Maike Vogt-Lüerssen entwickelt nun in ihren weiteren Ausführungen sehr interessant die These, dass es sich bei der von Leonardo in seinem berühmten Gemälde Porträtierten um Isabella von Aragon handeln muss, der Herzogin von Mailand. Dies belegt sie geschickt mit Hinweisen auf ihre Herkunft, die Leonardo in der Borte des Kleides eingefügt haben soll. Die damals durchaus gängige Praxis, Attribute bezüglich der Stellung und Herrscherdynastien der Porträtierten auf solche versteckte und doch für damalige geschulte Augen deutlichen Hinweise zu verlegen, machen ihre Interpretation sehr schlüssig. Mir gefällt auch die Erklärung für die eher gedeckte und dunkle Kleidung der Frau, die auf einen Trauerzustand hindeutet. Isabella von Aragon trauerte in der fraglichen Zeit tatsächlich um ihre Mutter. Das Bild, das heute als Mona Lisa bezeichnet wird (und dies fälschlicherweise, wie in den Untersuchungen schlüssig aufgeführt wird) datiert die Historikerin auf das Jahr 1489.
Die weitere These einer möglichen heimlichen Hochzeit zwischen Leonardo da Vinci und Isabella von Aragon muss ich mir noch einmal genauer ansehen. Zumindest gibt Vogt-Lüerssen hier auch nochmal eine neue Variante des im Da Vinci Code verbratenen Bildmotivs auf dem letzten Abendmahl zu goutieren. Diesmal soll die im Bestseller als Maria Magdalena identifizierte Figur in der Bildmitte nunmehr Isabella von Aragon sein und ihre Hinwendung zu dem weißbärtigen Petrus ist der versteckte Hinweis auf den Künstler selbst, der sich hier mit ins Bild malt. Klingt spannend und sehr erkenntnisreich ist auch die Auflistung sämtlicher Isabella-Porträts, derer die Autorin habhaft werden konnte. Man erkennt durchaus Ähnlichkeiten.
Die Beschäftigung mit dem berühmten Leonardo-Kunstwerk bleibt spannend und die Nachverfolgung der wechselvollen Geschichte des Bildes (Napoleon hing es sich ins Schlafzimmer, ein durchgeknallter Italiener klaute es am hellichten Tage unter Hunderten von Besuchern und entführte es 1913 nach Italien und 1956 musste das Meisterwerk gleich zwei böse Attentate überstehen: erst ein Säureanschlag und dann warf ein bolivianischer Besucher einen Stein auf das Bild.) macht es zu einem wahren Kunstgeschichte-Krimi.

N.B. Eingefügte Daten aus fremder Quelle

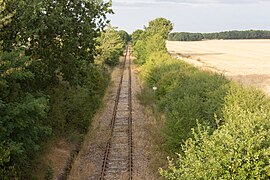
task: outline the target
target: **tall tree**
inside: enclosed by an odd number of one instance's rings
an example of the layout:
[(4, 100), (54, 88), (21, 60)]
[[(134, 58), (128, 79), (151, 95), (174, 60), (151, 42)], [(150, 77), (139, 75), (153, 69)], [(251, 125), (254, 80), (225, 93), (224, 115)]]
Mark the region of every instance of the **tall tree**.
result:
[(5, 2), (0, 0), (0, 179), (31, 179), (25, 171), (52, 132), (48, 90), (65, 81), (99, 97), (93, 81), (100, 73), (91, 64), (111, 2)]
[(132, 39), (132, 45), (134, 46), (136, 44), (136, 42), (140, 39), (141, 34), (144, 31), (141, 29), (137, 29), (135, 30), (132, 34), (131, 34), (131, 39)]
[(159, 34), (164, 39), (168, 38), (168, 35), (172, 31), (172, 29), (173, 29), (173, 24), (171, 23), (171, 21), (162, 17), (150, 21), (148, 26), (145, 27), (147, 36)]
[(139, 38), (134, 45), (135, 56), (139, 64), (144, 64), (150, 54), (157, 51), (166, 51), (166, 43), (173, 24), (165, 18), (157, 18), (149, 22), (143, 32), (139, 33)]
[(121, 38), (116, 28), (108, 25), (106, 30), (97, 38), (99, 45), (97, 46), (97, 60), (99, 63), (108, 65), (116, 65), (119, 56), (123, 53), (123, 47), (126, 39)]
[(111, 3), (100, 0), (8, 0), (16, 10), (3, 35), (4, 49), (24, 45), (26, 55), (36, 59), (31, 70), (39, 88), (58, 83), (61, 75), (72, 84), (84, 77), (84, 67), (94, 62), (95, 38), (107, 24)]
[[(3, 1), (0, 5), (1, 30), (14, 13), (4, 11)], [(27, 69), (30, 64), (19, 49), (0, 50), (0, 179), (15, 179), (16, 170), (27, 167), (27, 158), (39, 148), (40, 139), (50, 133), (42, 123), (47, 98), (23, 88), (26, 80), (34, 78)]]
[(127, 44), (131, 40), (130, 35), (126, 31), (124, 31), (124, 30), (119, 30), (118, 31), (118, 34), (120, 35), (122, 41), (125, 44)]

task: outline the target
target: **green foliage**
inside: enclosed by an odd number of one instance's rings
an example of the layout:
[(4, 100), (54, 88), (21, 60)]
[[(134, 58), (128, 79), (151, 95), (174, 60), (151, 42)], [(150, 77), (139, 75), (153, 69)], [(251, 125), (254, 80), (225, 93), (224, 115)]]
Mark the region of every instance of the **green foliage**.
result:
[(67, 82), (50, 92), (51, 110), (48, 123), (56, 134), (67, 131), (85, 133), (91, 118), (100, 107), (104, 90), (109, 83), (107, 70), (91, 65), (87, 71), (84, 86), (71, 86)]
[(225, 31), (216, 33), (175, 32), (168, 37), (169, 41), (201, 41), (203, 39), (269, 39), (270, 31), (247, 30)]
[[(11, 22), (11, 18), (14, 15), (14, 12), (6, 13), (5, 9), (6, 9), (6, 3), (3, 0), (0, 0), (0, 34), (2, 31), (2, 28)], [(2, 43), (3, 43), (3, 39), (0, 38), (0, 50), (2, 50)]]
[(223, 125), (209, 134), (198, 126), (183, 155), (161, 170), (166, 179), (269, 179), (270, 100), (232, 84), (222, 108)]
[(94, 62), (96, 38), (105, 27), (111, 3), (103, 1), (7, 1), (14, 19), (3, 28), (4, 50), (26, 47), (26, 55), (38, 59), (31, 64), (33, 87), (43, 90), (59, 82), (59, 75), (80, 84), (82, 70)]
[(125, 45), (127, 45), (128, 42), (131, 40), (130, 35), (124, 30), (118, 31), (118, 34), (120, 35), (120, 38)]
[(228, 84), (224, 77), (201, 72), (163, 52), (152, 54), (141, 70), (147, 86), (158, 88), (156, 103), (167, 117), (165, 146), (170, 152), (192, 136), (196, 120), (216, 128), (214, 114), (220, 114)]
[(136, 60), (134, 61), (137, 64), (144, 64), (147, 58), (146, 55), (146, 47), (145, 42), (142, 40), (138, 40), (136, 42), (136, 45), (133, 46), (133, 55), (136, 57)]
[(96, 39), (111, 1), (5, 2), (0, 0), (0, 179), (31, 179), (41, 144), (52, 133), (85, 133), (101, 104), (109, 74), (94, 64)]
[(108, 65), (116, 65), (119, 62), (119, 57), (123, 53), (126, 39), (121, 38), (119, 32), (110, 25), (106, 28), (105, 32), (97, 38), (99, 46), (97, 46), (98, 63), (106, 63)]
[(159, 34), (163, 39), (167, 39), (169, 33), (173, 29), (173, 24), (171, 21), (165, 18), (157, 18), (148, 23), (145, 27), (146, 36), (153, 36)]
[(0, 30), (11, 22), (14, 13), (5, 13), (6, 3), (0, 0)]
[(204, 39), (202, 33), (176, 32), (169, 34), (169, 41), (201, 41)]
[(162, 45), (154, 44), (162, 42), (162, 36), (149, 32), (140, 35), (134, 50), (143, 64), (145, 88), (157, 87), (154, 103), (166, 115), (163, 145), (178, 152), (167, 169), (160, 169), (161, 175), (269, 179), (270, 99), (261, 91), (170, 57)]
[(53, 179), (53, 168), (51, 165), (48, 165), (45, 174), (45, 180), (52, 180), (52, 179)]
[(165, 179), (269, 179), (265, 94), (162, 52), (148, 57), (141, 72), (147, 88), (157, 87), (155, 103), (166, 115), (163, 145), (179, 153), (160, 170)]
[(132, 46), (135, 46), (135, 44), (136, 44), (137, 41), (140, 39), (140, 36), (141, 36), (141, 34), (142, 34), (143, 32), (144, 32), (143, 30), (137, 29), (136, 31), (134, 31), (134, 32), (131, 34)]
[(10, 164), (11, 147), (6, 141), (0, 141), (0, 179), (9, 180), (17, 179), (17, 173)]
[(140, 65), (147, 61), (152, 53), (163, 51), (166, 52), (166, 43), (170, 31), (172, 30), (172, 23), (165, 18), (157, 18), (149, 22), (145, 30), (141, 32), (137, 30), (133, 33), (134, 36), (134, 55), (136, 62)]
[(137, 41), (134, 51), (138, 58), (136, 63), (143, 65), (147, 61), (147, 57), (151, 56), (151, 54), (155, 52), (165, 53), (166, 42), (159, 34), (155, 34), (149, 37), (145, 42), (141, 40)]
[(247, 30), (204, 33), (204, 39), (269, 39), (270, 31)]
[(27, 80), (34, 78), (27, 69), (30, 63), (20, 51), (0, 53), (0, 142), (6, 141), (10, 147), (8, 159), (1, 165), (4, 169), (27, 167), (28, 158), (51, 132), (43, 122), (47, 97), (28, 91)]

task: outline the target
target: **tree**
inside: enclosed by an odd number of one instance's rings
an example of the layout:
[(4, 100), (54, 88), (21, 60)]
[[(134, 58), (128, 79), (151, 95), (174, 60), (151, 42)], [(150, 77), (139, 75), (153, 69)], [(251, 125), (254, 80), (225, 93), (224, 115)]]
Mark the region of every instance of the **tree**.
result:
[(125, 45), (131, 40), (129, 34), (124, 30), (118, 31), (118, 34), (120, 35), (120, 38), (125, 43)]
[[(0, 4), (2, 29), (11, 22), (14, 13), (3, 15), (5, 4), (3, 1)], [(26, 80), (34, 78), (27, 69), (30, 64), (29, 57), (19, 49), (0, 51), (1, 179), (16, 178), (16, 171), (20, 166), (27, 166), (27, 158), (39, 148), (40, 140), (50, 133), (50, 128), (42, 122), (48, 110), (48, 99), (23, 88)]]
[(119, 56), (123, 53), (126, 39), (121, 38), (116, 28), (108, 25), (101, 36), (97, 38), (97, 41), (99, 42), (97, 61), (108, 65), (116, 65)]
[(167, 39), (169, 33), (173, 29), (173, 24), (171, 21), (165, 18), (157, 18), (149, 22), (148, 26), (145, 27), (147, 36), (152, 36), (155, 34), (161, 35), (162, 38)]
[(203, 39), (269, 39), (270, 31), (225, 31), (216, 33), (175, 32), (168, 37), (169, 41), (201, 41)]
[(137, 29), (136, 31), (134, 31), (132, 34), (131, 34), (131, 39), (132, 39), (132, 45), (134, 46), (136, 44), (136, 42), (140, 39), (140, 36), (141, 34), (143, 33), (144, 31), (141, 30), (141, 29)]
[(134, 54), (139, 64), (144, 64), (147, 57), (154, 52), (166, 51), (165, 40), (173, 29), (173, 25), (165, 18), (157, 18), (150, 21), (144, 29), (143, 32), (135, 31), (133, 33), (135, 39), (139, 36), (134, 45)]
[[(11, 22), (11, 18), (14, 16), (13, 13), (5, 13), (6, 3), (3, 0), (0, 0), (0, 33), (2, 28), (8, 25)], [(2, 50), (3, 38), (0, 39), (0, 50)]]
[[(82, 70), (94, 62), (95, 39), (107, 24), (111, 3), (103, 1), (9, 0), (16, 21), (3, 29), (4, 49), (24, 45), (34, 61), (37, 88), (57, 84), (59, 75), (71, 84), (80, 84)], [(8, 38), (8, 39), (7, 39)]]
[[(32, 179), (30, 162), (59, 125), (48, 113), (64, 106), (64, 127), (85, 130), (98, 107), (108, 74), (93, 65), (96, 38), (111, 2), (5, 2), (0, 0), (0, 179)], [(55, 89), (64, 97), (60, 108), (54, 106)], [(95, 103), (77, 113), (86, 102)]]

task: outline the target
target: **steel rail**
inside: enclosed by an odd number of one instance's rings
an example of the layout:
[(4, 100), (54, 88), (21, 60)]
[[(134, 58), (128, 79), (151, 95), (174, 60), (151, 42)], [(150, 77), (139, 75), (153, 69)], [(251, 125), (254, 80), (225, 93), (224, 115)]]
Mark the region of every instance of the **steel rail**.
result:
[[(118, 113), (121, 113), (122, 111), (120, 111), (118, 109), (119, 105), (122, 105), (125, 107), (125, 104), (124, 102), (122, 101), (119, 101), (120, 100), (120, 97), (121, 97), (121, 92), (124, 91), (125, 87), (123, 85), (123, 78), (124, 78), (124, 74), (125, 74), (125, 69), (126, 69), (126, 64), (127, 64), (127, 58), (129, 59), (128, 60), (128, 117), (127, 117), (127, 120), (128, 120), (128, 126), (127, 126), (127, 138), (128, 138), (128, 142), (127, 144), (125, 143), (119, 143), (117, 144), (117, 140), (115, 140), (117, 138), (116, 135), (114, 135), (114, 133), (117, 133), (115, 131), (115, 129), (117, 128), (117, 125), (116, 125), (116, 120), (117, 120), (117, 114)], [(122, 97), (122, 99), (125, 100), (125, 97)], [(122, 104), (121, 104), (122, 103)], [(124, 110), (123, 112), (125, 112), (126, 110)], [(121, 119), (118, 117), (118, 120)], [(123, 119), (123, 122), (121, 123), (122, 125), (118, 126), (118, 128), (122, 128), (125, 126), (123, 126), (123, 124), (125, 124), (125, 118), (122, 118)], [(111, 148), (112, 146), (123, 146), (125, 148), (125, 145), (127, 145), (128, 147), (128, 158), (127, 158), (127, 167), (123, 168), (122, 165), (111, 165), (111, 168), (114, 168), (114, 171), (112, 171), (111, 173), (112, 174), (115, 174), (115, 172), (120, 172), (120, 171), (125, 171), (127, 170), (128, 171), (128, 176), (129, 178), (128, 179), (132, 179), (132, 89), (131, 89), (131, 58), (130, 58), (130, 51), (129, 51), (129, 47), (127, 46), (126, 48), (126, 54), (125, 54), (125, 57), (124, 57), (124, 61), (123, 61), (123, 65), (122, 65), (122, 69), (121, 69), (121, 77), (120, 77), (120, 82), (119, 82), (119, 86), (118, 86), (118, 90), (117, 90), (117, 94), (116, 94), (116, 98), (115, 98), (115, 104), (114, 104), (114, 109), (113, 109), (113, 114), (112, 114), (112, 119), (111, 119), (111, 124), (110, 124), (110, 128), (111, 128), (111, 132), (110, 132), (110, 137), (109, 137), (109, 140), (107, 142), (107, 145), (106, 145), (106, 150), (105, 150), (105, 153), (104, 153), (104, 158), (103, 158), (103, 164), (102, 164), (102, 172), (101, 172), (101, 175), (100, 175), (100, 179), (101, 180), (104, 180), (104, 179), (107, 179), (106, 176), (108, 175), (109, 176), (109, 172), (108, 172), (108, 169), (110, 168), (110, 165), (113, 164), (113, 162), (110, 162), (110, 157), (113, 156), (113, 155), (110, 155), (111, 153)], [(119, 133), (119, 132), (118, 132)], [(122, 133), (120, 131), (120, 133)], [(119, 138), (125, 138), (125, 136), (119, 136)], [(119, 162), (117, 162), (118, 164), (123, 164), (123, 161), (122, 159), (125, 159), (125, 156), (121, 156), (120, 155), (121, 152), (119, 152), (119, 155), (116, 157), (118, 159), (120, 159)], [(111, 157), (112, 158), (112, 157)], [(115, 157), (114, 157), (115, 158)], [(117, 164), (116, 163), (116, 164)], [(109, 178), (108, 178), (109, 179)]]

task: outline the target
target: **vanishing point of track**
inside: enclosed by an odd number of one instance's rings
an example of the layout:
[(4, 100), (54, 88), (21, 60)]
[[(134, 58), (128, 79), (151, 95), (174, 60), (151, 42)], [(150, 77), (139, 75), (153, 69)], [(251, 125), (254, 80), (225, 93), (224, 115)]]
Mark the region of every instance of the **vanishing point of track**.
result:
[(129, 47), (126, 49), (123, 61), (111, 120), (111, 134), (104, 154), (100, 179), (132, 179), (132, 102)]

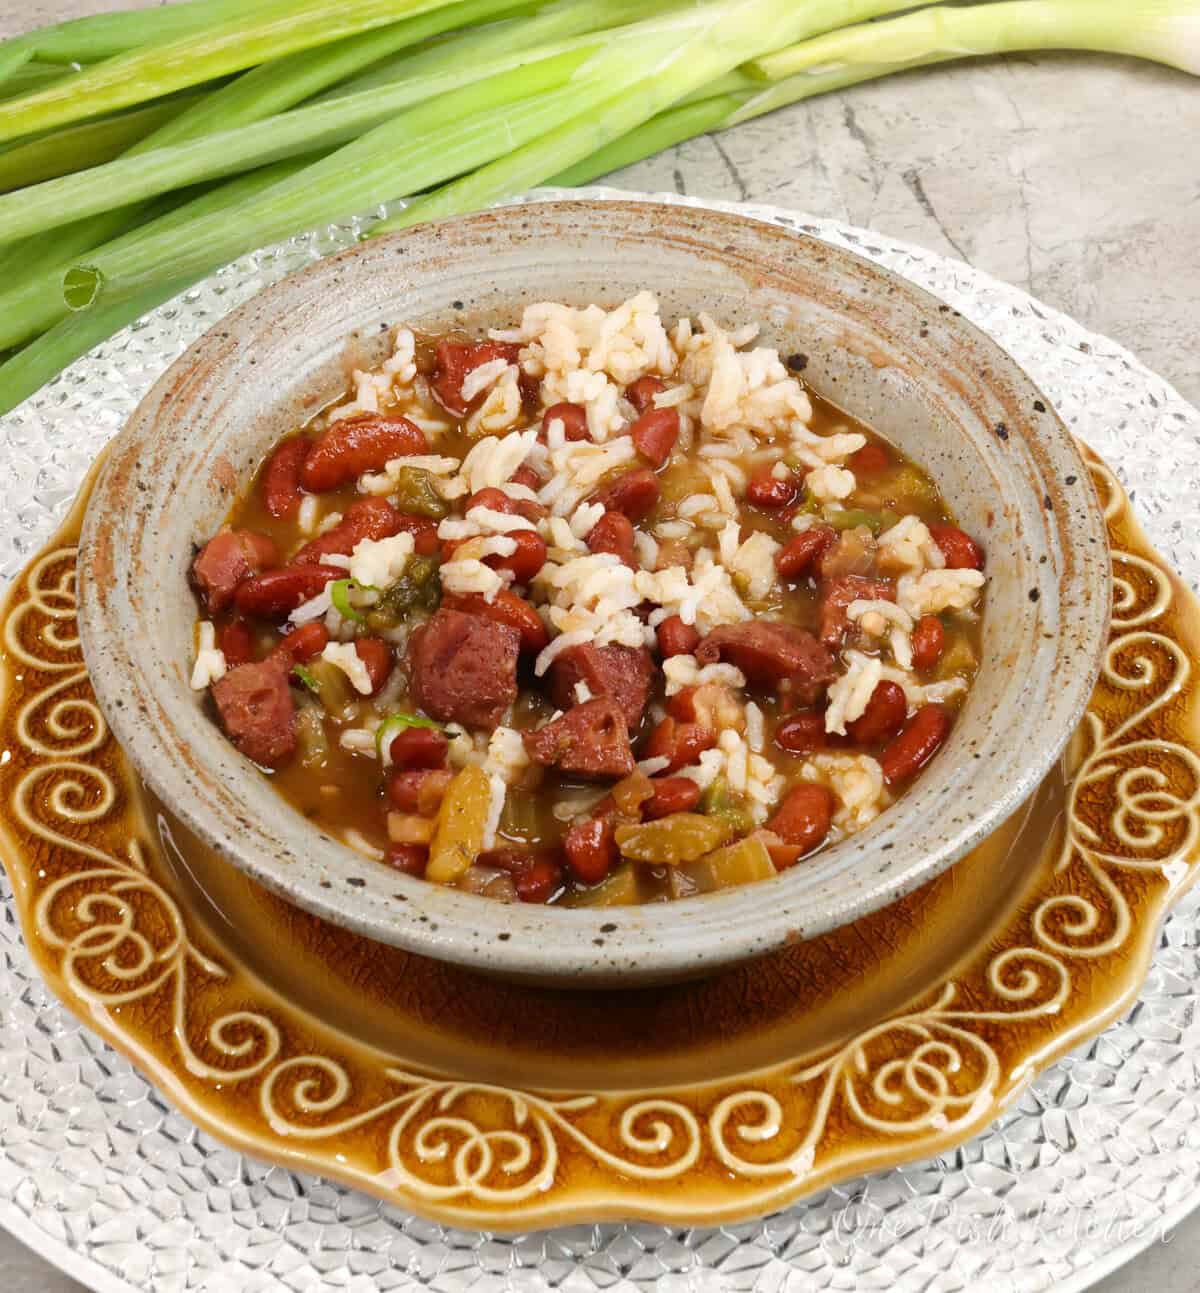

Soll ich mal zur Legendenbildung beitragen?
Meine Vermutung ist ja, dass das Original schon längst nicht mehr in der Galerie des Louvre hängt. Ich kann mir nämlich nicht anders erklären, dass dem täglichen Blitzlichtgewitter der Touristenhorden auf dieses Gemälde ansonsten so gelassen zugesehen wird!
Wie dem auch sei: wir werden bestimmt noch die ein oder andere Sensationsentdeckung zu der Ikone der westlichen Kunstgeschichte lesen.